By HOPE YEN, Associated Press Writer Thu Jun 23,10:38 AM ET
WASHINGTON - The Supreme Court on Thursday ruled that local governments may seize people's homes and businesses ? even against their will ? for private economic development.
It was a decision fraught with huge implications for a country with many areas, particularly the rapidly growing urban and suburban areas, facing countervailing pressures of development and property ownership rights.
The 5-4 ruling represented a defeat for some Connecticut residents whose homes are slated for destruction to make room for an office complex. They argued that cities have no right to take their land except for projects with a clear public use, such as roads or schools, or to revitalize blighted areas.
As a result, cities now have wide power to bulldoze residences for projects such as shopping malls and hotel complexes in order to generate tax revenue.
Local officials, not federal judges, know best in deciding whether a development project will benefit the community, justices said.
"The city has carefully formulated an economic development that it believes will provide appreciable benefits to the community, including ? but by no means limited to ? new jobs and increased tax revenue," Justice John Paul Stevens wrote for the majority.

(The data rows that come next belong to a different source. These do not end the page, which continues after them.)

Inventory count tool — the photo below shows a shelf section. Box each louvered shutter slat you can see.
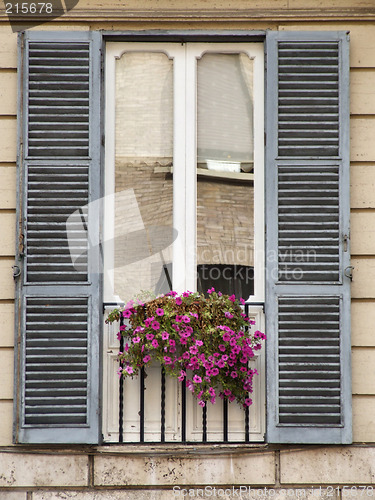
[15,32,100,443]
[266,32,351,443]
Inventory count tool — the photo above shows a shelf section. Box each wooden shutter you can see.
[266,32,351,443]
[15,32,101,443]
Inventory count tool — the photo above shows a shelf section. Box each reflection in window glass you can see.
[197,54,254,298]
[114,52,173,301]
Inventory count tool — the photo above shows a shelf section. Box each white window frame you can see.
[103,42,265,441]
[103,42,265,302]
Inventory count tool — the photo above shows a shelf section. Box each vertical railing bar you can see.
[202,403,207,443]
[118,314,124,443]
[223,398,228,443]
[139,367,145,443]
[160,367,165,443]
[181,377,186,443]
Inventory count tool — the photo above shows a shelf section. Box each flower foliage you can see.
[107,288,266,407]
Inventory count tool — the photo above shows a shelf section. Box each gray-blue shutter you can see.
[14,31,101,443]
[266,32,352,443]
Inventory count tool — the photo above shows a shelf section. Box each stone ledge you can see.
[94,452,275,486]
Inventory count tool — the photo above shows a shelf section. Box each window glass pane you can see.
[114,52,173,301]
[197,54,254,298]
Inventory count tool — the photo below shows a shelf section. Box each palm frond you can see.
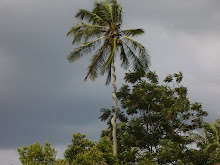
[121,29,144,37]
[102,37,117,69]
[120,45,130,70]
[85,43,108,80]
[67,22,106,45]
[75,9,107,25]
[122,36,150,71]
[67,36,106,62]
[93,1,113,24]
[123,40,146,71]
[110,0,122,25]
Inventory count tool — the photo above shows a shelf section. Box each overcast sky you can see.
[0,0,220,165]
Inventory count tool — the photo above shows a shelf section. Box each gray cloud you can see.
[0,0,220,164]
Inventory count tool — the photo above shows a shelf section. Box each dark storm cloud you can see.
[0,0,220,162]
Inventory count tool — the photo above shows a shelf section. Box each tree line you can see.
[17,0,220,165]
[17,71,220,165]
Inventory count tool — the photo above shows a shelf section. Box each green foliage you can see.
[17,142,57,165]
[67,0,150,84]
[64,133,117,165]
[64,132,95,163]
[100,71,207,164]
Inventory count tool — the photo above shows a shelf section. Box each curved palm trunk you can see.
[111,62,118,155]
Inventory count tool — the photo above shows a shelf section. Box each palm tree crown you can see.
[67,0,150,84]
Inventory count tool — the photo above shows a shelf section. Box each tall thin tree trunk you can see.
[111,62,118,155]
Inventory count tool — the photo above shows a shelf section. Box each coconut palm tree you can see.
[67,0,149,155]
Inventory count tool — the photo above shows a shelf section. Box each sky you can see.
[0,0,220,165]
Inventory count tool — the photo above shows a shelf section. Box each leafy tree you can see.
[195,119,220,152]
[100,71,207,164]
[64,133,117,165]
[64,132,95,163]
[17,142,57,165]
[67,0,149,155]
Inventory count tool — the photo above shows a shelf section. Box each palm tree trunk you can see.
[111,62,118,155]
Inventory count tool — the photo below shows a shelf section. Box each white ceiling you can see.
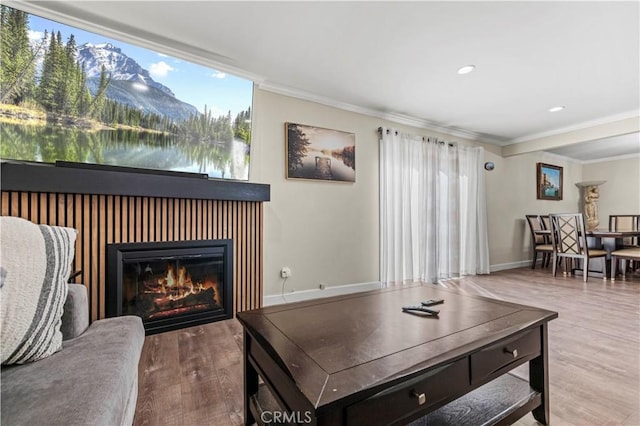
[15,1,640,158]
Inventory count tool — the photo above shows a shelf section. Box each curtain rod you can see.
[378,126,456,146]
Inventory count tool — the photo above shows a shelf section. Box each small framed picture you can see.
[285,123,356,182]
[536,163,562,200]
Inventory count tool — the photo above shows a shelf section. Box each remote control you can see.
[421,299,444,306]
[402,305,440,315]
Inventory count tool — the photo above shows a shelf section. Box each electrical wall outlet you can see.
[280,266,291,278]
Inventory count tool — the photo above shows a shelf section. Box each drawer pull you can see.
[504,348,518,358]
[411,391,427,405]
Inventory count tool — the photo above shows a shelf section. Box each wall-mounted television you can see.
[0,5,253,180]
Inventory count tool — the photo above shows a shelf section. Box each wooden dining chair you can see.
[609,214,640,247]
[525,214,553,269]
[549,213,607,282]
[609,214,640,273]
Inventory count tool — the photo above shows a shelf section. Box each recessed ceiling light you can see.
[549,106,564,112]
[458,65,476,74]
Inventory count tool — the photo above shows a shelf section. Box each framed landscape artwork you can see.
[285,123,356,182]
[536,163,562,200]
[0,5,253,180]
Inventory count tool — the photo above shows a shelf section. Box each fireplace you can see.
[106,240,233,334]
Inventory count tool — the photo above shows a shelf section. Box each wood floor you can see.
[134,268,640,426]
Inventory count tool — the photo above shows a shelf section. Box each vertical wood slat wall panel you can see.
[0,191,263,321]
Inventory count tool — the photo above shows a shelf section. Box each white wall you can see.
[250,88,490,296]
[250,88,640,296]
[582,157,640,223]
[486,152,582,271]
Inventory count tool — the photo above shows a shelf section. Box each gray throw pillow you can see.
[0,216,76,365]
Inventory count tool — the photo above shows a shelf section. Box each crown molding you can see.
[2,0,264,83]
[503,110,640,146]
[257,82,503,145]
[582,153,640,164]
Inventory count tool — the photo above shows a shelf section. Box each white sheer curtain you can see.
[380,129,489,283]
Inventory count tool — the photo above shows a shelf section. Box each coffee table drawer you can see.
[346,358,469,425]
[471,328,541,384]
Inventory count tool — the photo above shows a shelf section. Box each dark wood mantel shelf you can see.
[0,161,271,201]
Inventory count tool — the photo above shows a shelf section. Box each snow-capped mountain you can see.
[77,43,176,97]
[77,43,199,121]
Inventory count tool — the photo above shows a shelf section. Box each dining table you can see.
[535,229,640,278]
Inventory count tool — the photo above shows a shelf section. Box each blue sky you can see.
[29,14,253,117]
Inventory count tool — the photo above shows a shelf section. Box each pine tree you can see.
[0,5,39,105]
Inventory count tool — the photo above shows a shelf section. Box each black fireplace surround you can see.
[105,240,233,335]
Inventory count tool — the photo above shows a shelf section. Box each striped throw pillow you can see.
[0,216,76,365]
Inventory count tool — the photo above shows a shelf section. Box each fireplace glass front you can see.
[107,240,233,334]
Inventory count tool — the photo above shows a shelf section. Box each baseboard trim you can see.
[489,260,531,272]
[263,281,381,306]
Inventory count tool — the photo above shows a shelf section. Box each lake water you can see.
[0,123,249,180]
[295,151,356,182]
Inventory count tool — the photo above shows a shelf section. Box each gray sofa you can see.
[0,284,144,426]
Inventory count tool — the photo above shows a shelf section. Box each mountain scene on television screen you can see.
[77,43,199,121]
[0,5,253,179]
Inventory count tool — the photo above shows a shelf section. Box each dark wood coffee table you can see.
[237,285,558,425]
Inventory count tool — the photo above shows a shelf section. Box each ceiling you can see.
[15,1,640,161]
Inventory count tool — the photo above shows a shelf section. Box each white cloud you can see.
[149,61,176,78]
[27,30,44,42]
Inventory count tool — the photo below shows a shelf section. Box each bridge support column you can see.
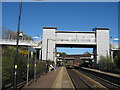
[94,28,109,63]
[42,27,56,61]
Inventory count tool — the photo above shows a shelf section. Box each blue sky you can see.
[2,2,118,54]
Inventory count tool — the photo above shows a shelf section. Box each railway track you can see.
[67,69,106,90]
[76,69,120,90]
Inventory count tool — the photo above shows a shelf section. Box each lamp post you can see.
[13,1,22,90]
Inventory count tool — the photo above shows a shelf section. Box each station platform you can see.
[23,67,74,90]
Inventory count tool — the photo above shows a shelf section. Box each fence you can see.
[2,46,46,89]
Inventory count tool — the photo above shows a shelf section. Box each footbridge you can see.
[42,27,110,63]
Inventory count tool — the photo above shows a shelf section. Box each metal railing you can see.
[56,38,96,43]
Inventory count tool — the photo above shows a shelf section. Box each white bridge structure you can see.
[0,27,119,64]
[42,27,119,63]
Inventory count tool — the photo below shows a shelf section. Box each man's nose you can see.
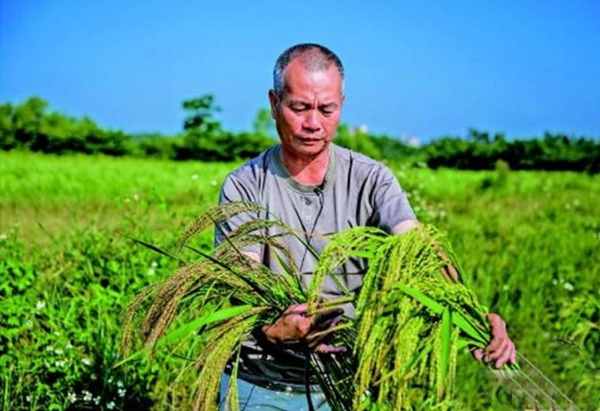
[303,110,321,131]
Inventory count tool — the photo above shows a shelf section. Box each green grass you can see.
[0,153,600,410]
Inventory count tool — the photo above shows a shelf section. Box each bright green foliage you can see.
[0,152,600,411]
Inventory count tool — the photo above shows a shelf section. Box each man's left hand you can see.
[473,313,517,368]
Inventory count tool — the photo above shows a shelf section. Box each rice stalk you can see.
[123,203,576,411]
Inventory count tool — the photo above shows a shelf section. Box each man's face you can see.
[269,59,343,159]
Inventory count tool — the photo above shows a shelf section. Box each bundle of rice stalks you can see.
[123,203,580,411]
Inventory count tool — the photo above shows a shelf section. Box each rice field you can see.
[0,152,600,410]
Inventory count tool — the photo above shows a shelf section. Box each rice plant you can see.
[123,203,576,411]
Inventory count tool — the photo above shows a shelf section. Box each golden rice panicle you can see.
[175,201,261,253]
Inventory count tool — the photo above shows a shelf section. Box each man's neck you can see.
[281,146,331,186]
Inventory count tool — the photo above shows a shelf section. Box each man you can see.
[217,44,516,411]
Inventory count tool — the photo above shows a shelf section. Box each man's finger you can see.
[487,338,510,360]
[314,344,348,354]
[314,308,344,327]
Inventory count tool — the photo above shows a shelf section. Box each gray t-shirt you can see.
[215,144,416,386]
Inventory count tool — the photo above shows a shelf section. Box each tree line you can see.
[0,94,600,174]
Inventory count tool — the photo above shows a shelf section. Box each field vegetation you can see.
[0,151,600,410]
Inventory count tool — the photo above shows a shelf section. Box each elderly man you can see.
[217,44,516,411]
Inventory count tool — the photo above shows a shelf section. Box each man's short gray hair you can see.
[273,43,344,98]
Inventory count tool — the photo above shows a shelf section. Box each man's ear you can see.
[269,89,279,120]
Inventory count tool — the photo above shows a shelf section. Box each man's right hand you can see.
[262,304,346,354]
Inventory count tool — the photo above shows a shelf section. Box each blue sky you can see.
[0,0,600,141]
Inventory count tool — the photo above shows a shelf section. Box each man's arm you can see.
[392,220,517,368]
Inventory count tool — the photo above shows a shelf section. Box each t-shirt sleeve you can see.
[371,166,417,233]
[215,174,260,253]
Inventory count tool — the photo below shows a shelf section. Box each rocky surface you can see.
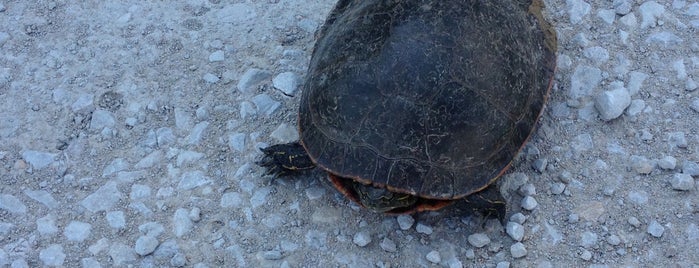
[0,0,699,268]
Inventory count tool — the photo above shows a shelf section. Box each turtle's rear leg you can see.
[256,142,315,176]
[464,183,507,224]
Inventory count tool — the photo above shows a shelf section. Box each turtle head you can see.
[353,182,417,213]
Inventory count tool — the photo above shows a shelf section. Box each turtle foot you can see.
[255,142,315,177]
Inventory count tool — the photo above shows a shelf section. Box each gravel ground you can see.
[0,0,699,267]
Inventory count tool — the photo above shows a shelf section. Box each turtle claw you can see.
[255,142,315,177]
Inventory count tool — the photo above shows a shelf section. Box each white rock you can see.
[237,68,272,94]
[595,88,631,121]
[272,72,302,96]
[566,0,590,24]
[63,221,92,242]
[134,235,160,256]
[638,1,665,28]
[39,244,66,266]
[670,173,694,191]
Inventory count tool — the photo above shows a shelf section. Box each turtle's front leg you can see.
[256,142,315,176]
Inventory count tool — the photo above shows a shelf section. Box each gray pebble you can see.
[628,190,648,205]
[638,1,665,28]
[209,50,226,62]
[37,214,58,235]
[272,72,303,96]
[134,235,160,256]
[612,0,631,16]
[505,222,524,242]
[80,181,122,213]
[105,211,126,229]
[580,231,597,248]
[532,158,548,173]
[262,250,283,260]
[172,208,193,237]
[510,212,527,224]
[415,223,432,235]
[647,220,665,238]
[627,216,641,228]
[495,261,510,268]
[39,244,66,266]
[252,94,281,116]
[607,235,621,246]
[566,0,591,24]
[684,77,699,91]
[670,173,694,191]
[658,155,677,170]
[626,99,646,116]
[580,249,592,261]
[396,215,415,230]
[549,182,566,195]
[0,194,27,214]
[237,68,272,94]
[201,73,220,84]
[595,88,631,121]
[379,237,398,252]
[468,233,490,248]
[352,231,371,247]
[510,242,527,259]
[568,65,602,99]
[668,131,687,148]
[425,250,442,264]
[629,155,653,174]
[522,196,539,211]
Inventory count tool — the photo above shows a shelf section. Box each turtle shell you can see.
[299,0,555,200]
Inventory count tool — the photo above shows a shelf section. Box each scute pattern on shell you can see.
[299,0,555,199]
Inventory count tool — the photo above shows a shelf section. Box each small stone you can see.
[658,155,677,170]
[396,215,415,231]
[607,235,621,246]
[638,1,665,28]
[495,261,510,268]
[201,73,220,84]
[629,155,653,174]
[580,231,597,248]
[580,249,592,261]
[415,223,432,235]
[134,235,160,256]
[262,250,283,260]
[670,173,694,191]
[668,131,687,148]
[647,220,665,238]
[0,194,27,214]
[505,222,524,242]
[425,250,442,264]
[627,216,641,228]
[468,233,490,248]
[566,0,591,24]
[510,212,527,224]
[252,94,281,116]
[237,68,272,94]
[595,88,631,121]
[105,211,126,229]
[209,50,226,62]
[352,231,371,247]
[532,158,548,173]
[39,244,66,266]
[272,72,302,96]
[628,190,648,205]
[522,196,539,211]
[379,237,398,252]
[549,182,566,195]
[510,242,527,259]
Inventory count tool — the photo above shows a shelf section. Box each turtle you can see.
[257,0,556,221]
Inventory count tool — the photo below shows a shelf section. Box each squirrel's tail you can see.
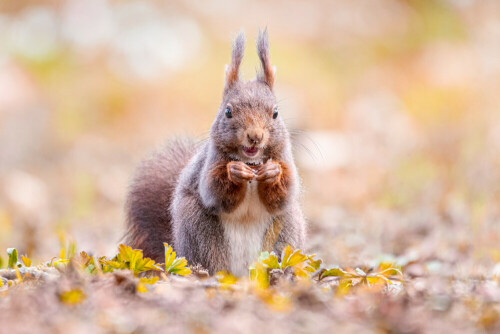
[125,139,196,263]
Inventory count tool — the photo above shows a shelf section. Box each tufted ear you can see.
[225,31,245,88]
[257,28,276,90]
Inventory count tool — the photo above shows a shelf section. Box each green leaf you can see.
[114,244,161,276]
[163,242,191,276]
[7,248,17,269]
[21,255,31,267]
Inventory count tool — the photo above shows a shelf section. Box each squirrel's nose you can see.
[247,130,264,145]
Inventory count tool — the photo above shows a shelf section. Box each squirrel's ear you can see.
[257,28,276,89]
[225,31,245,88]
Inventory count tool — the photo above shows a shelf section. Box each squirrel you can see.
[126,28,306,276]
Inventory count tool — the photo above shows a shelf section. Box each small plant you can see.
[163,242,191,276]
[105,244,162,276]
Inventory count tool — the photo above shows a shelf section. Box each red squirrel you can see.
[126,29,306,276]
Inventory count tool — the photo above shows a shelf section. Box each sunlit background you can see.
[0,0,500,272]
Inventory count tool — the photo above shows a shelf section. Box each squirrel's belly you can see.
[220,182,272,276]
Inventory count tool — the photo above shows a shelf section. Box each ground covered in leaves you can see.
[0,243,500,333]
[0,0,500,334]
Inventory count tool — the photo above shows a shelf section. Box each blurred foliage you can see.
[0,0,500,332]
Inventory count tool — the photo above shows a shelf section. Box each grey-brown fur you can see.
[127,30,305,274]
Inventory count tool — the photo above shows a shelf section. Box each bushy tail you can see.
[125,140,196,262]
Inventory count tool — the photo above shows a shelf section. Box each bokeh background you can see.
[0,0,500,274]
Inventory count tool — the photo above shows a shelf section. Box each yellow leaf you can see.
[262,253,280,269]
[21,256,31,267]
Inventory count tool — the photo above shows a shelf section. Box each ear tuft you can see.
[226,30,245,88]
[257,28,276,89]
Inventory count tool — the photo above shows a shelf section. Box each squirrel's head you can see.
[211,29,288,163]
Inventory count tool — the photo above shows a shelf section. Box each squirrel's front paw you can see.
[256,161,281,183]
[227,161,255,183]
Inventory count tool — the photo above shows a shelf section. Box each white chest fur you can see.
[221,181,272,276]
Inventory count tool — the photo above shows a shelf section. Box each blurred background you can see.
[0,0,500,272]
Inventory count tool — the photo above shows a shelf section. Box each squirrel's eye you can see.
[225,107,233,118]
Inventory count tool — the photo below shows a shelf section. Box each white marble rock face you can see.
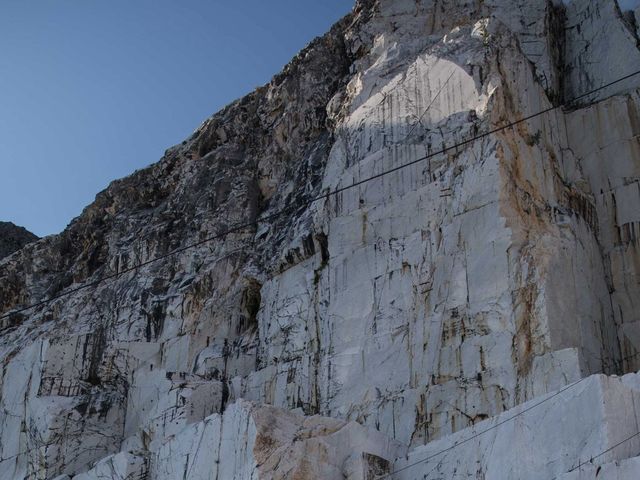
[0,0,640,480]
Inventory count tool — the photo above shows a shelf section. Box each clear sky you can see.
[0,0,355,236]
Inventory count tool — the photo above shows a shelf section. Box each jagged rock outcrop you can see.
[0,222,38,260]
[0,0,640,480]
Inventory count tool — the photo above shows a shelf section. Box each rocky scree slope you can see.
[0,0,640,480]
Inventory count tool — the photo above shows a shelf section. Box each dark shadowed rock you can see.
[0,222,38,259]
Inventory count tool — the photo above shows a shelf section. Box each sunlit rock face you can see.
[0,0,640,480]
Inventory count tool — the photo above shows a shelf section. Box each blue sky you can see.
[0,0,354,236]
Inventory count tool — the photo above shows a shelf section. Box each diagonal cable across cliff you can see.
[0,70,640,332]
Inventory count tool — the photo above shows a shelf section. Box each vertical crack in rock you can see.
[0,0,640,480]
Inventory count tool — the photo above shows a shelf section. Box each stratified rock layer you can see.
[0,0,640,480]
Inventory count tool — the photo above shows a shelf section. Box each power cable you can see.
[0,70,640,320]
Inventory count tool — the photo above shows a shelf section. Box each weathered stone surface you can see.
[0,222,38,260]
[393,375,640,480]
[0,0,640,480]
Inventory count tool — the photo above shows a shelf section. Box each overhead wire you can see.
[0,62,640,479]
[0,70,640,320]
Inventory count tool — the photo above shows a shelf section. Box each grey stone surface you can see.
[0,0,640,480]
[0,222,38,260]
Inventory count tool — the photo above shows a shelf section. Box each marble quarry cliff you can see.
[0,0,640,480]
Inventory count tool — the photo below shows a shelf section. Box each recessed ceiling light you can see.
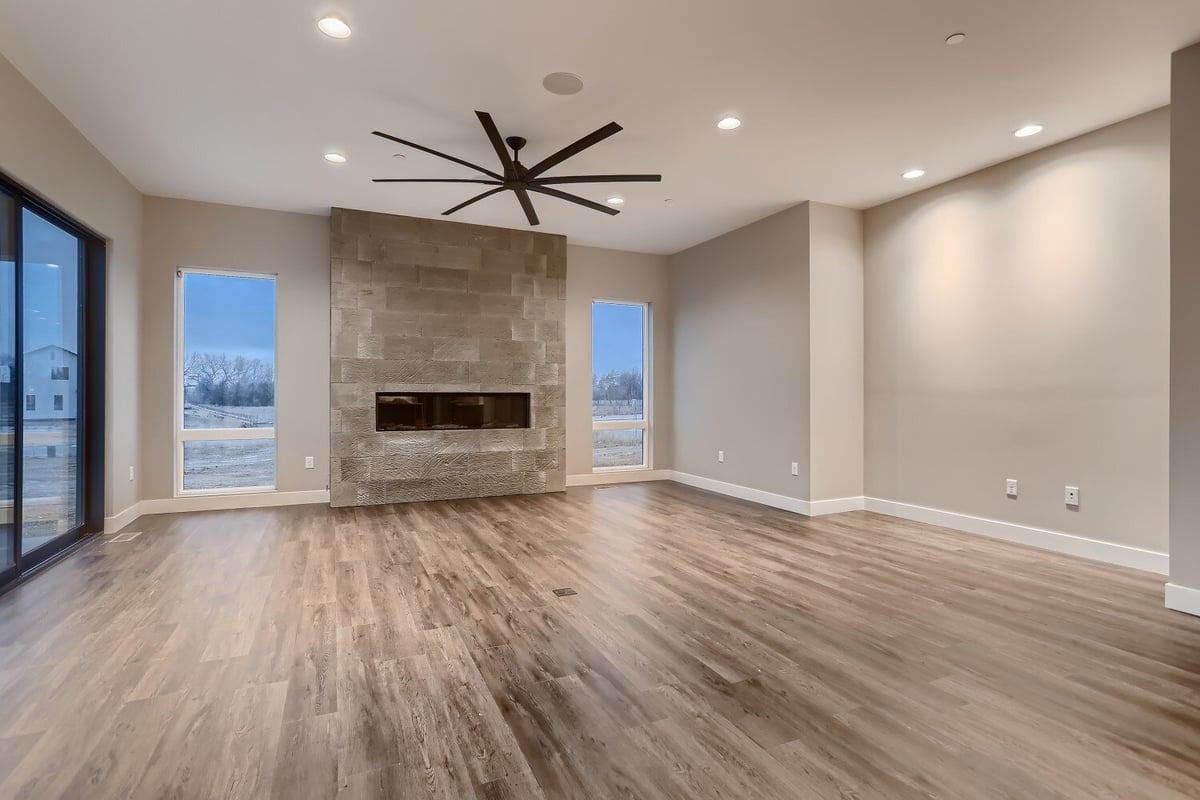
[541,72,583,95]
[317,14,350,38]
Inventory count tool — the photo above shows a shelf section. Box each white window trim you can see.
[588,297,654,474]
[174,266,280,498]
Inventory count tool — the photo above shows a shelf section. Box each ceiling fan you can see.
[371,112,662,225]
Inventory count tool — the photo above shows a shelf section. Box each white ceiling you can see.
[0,0,1200,253]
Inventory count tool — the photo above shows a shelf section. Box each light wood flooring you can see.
[0,483,1200,800]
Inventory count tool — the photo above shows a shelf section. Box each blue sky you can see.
[0,209,79,360]
[184,272,275,366]
[592,302,644,375]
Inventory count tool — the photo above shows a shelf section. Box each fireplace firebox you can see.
[376,392,529,431]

He was joined by Justice Anthony Kennedy, David H. Souter, Ruth Bader Ginsburg and Stephen G. Breyer.
At issue was the scope of the Fifth Amendment, which allows governments to take private property through eminent domain if the land is for "public use."
Susette Kelo and several other homeowners in a working-class neighborhood in New London, Conn., filed suit after city officials announced plans to raze their homes for a riverfront hotel, health club and offices.
New London officials countered that the private development plans served a public purpose of boosting economic growth that outweighed the homeowners' property rights, even if the area wasn't blighted.